Un optimisme partagé par le sociologue Philippe Liotard. Sociologue à l'université Lyon I au laboratoire sur les vulnérabilités et les innovations dans le sport, il travaille sur ces questions depuis vingt ans et avait participé au plan de lutte Bachelot en 2008, après les révélations de la joueuse de tennis Isabelle Demongeot. "Il y a une vigilance collective qui s'est accrue", constate Philippe Liotard. 

"Lors du plan de lutte Bachelot, il y a eu des choses concrètes mais cela s'est essoufflé très vite. Alors que là, il y a une prise de conscience globale, poussée par le #MeToo dans le cinéma ou #MeTooInceste.
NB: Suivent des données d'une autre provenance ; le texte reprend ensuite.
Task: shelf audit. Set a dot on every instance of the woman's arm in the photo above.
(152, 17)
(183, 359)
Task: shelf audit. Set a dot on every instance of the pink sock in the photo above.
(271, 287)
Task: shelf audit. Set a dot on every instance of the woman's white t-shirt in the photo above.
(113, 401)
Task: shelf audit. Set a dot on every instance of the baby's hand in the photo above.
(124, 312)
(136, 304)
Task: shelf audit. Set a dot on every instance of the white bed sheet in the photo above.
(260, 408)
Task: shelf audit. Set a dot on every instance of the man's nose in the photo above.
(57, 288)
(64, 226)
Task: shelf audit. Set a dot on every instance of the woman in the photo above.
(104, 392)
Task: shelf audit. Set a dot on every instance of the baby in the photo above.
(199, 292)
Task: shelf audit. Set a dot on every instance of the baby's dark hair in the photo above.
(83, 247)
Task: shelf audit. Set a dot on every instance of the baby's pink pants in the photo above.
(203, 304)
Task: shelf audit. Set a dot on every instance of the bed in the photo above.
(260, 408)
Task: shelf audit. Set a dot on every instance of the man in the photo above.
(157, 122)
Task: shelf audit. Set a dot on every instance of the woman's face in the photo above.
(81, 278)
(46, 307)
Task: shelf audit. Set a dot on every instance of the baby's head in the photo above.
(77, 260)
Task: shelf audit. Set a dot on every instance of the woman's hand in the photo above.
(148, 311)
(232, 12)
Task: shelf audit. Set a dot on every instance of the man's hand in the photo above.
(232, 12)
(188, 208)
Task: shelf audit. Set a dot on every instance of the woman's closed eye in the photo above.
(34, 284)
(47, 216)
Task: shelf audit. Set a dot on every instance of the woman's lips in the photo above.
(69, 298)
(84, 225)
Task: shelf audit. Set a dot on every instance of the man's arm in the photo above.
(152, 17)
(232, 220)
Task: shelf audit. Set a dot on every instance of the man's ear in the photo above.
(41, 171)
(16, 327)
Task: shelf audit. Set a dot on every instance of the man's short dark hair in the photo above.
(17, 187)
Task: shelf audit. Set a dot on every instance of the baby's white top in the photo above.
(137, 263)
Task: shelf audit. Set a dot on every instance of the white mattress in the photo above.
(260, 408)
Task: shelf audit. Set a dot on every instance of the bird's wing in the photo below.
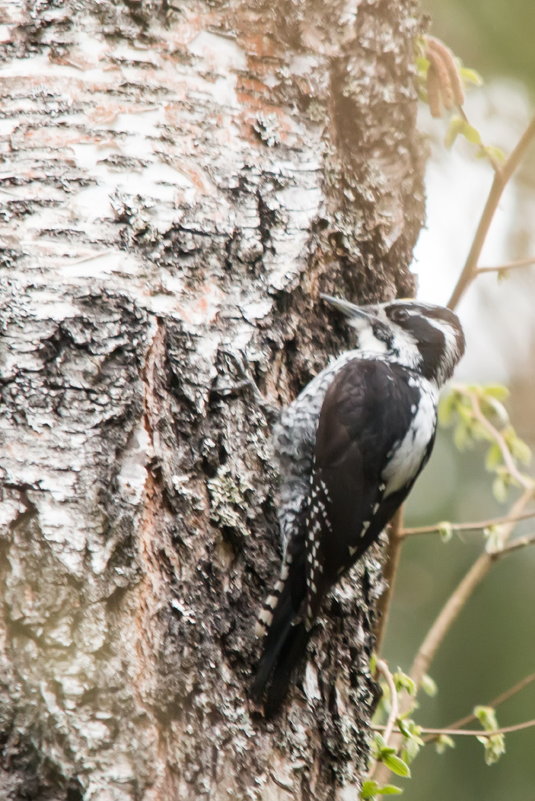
(367, 411)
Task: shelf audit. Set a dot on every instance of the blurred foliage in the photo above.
(494, 35)
(490, 647)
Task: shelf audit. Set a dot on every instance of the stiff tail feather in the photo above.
(285, 639)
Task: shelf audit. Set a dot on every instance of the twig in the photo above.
(481, 524)
(522, 480)
(501, 178)
(511, 265)
(458, 598)
(389, 575)
(387, 730)
(382, 667)
(527, 724)
(500, 699)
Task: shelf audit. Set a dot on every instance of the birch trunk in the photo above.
(178, 184)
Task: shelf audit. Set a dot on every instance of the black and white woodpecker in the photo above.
(350, 448)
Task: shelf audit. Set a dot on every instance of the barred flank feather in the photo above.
(285, 636)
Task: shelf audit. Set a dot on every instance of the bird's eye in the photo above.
(399, 315)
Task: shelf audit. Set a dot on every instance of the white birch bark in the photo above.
(177, 185)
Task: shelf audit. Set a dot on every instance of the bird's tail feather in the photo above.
(284, 643)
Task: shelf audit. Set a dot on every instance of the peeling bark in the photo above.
(178, 184)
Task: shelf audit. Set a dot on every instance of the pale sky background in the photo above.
(497, 316)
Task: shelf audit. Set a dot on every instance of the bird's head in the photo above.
(423, 337)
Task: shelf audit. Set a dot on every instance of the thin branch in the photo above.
(500, 699)
(382, 667)
(527, 724)
(511, 265)
(459, 597)
(389, 575)
(501, 178)
(512, 469)
(516, 545)
(478, 526)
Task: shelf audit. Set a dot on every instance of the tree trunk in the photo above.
(178, 185)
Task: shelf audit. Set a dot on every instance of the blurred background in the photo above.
(492, 645)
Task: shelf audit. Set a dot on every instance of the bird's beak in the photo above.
(354, 313)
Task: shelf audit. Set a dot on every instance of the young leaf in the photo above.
(497, 391)
(445, 530)
(368, 790)
(429, 686)
(395, 764)
(471, 76)
(444, 741)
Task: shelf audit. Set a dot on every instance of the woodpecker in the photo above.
(349, 449)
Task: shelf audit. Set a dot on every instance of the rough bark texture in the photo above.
(178, 184)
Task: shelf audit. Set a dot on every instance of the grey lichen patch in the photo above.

Cela fait un an et je constate qu'il y a eu des tas d'initiatives".

Un référent violence dans chaque fédération

Philippe Liotard cite des formations ouvertes aux acteurs des fédérations et des clubs par Jeunesse et sports à Nîmes, Bordeaux, en Normandie. Des cursus universitaires contre les violences dans le sport sont en cours de création à l’université de Nancy et celle de Lyon. 

Et puis il y a la proposition de mettre en place un référent violence et harcèlement par fédération. Si certains doutent du dispositif porté par la ministre des sports Roxana Maracinéanu, ce n’est pas le cas du sociologue : "C'est une personne qui sera formée. Et quand on est formé aux violences sexuelles on ne voit plus les choses de la même façon, on pose les questions différemment. On est en mesure de conseiller l'institution ou l'organisation dans laquelle on évolue. Il ne faut pas non plus projeter le fait qu'un référent de la maison sera quelqu'un qui va étouffer les affaires ou à l'opposé être le juge dans la maison. Le référent est là pour recueillir la parole et alerter."  

Peut-on encore au nom d’une médaille, accepter une forme de violence ? Continuer d'exclure la bienveillance de la culture sportive? Pour Philippe Liotard, le "#Metoo du sport" a le mérite d’avoir posé ces questions à toute la société.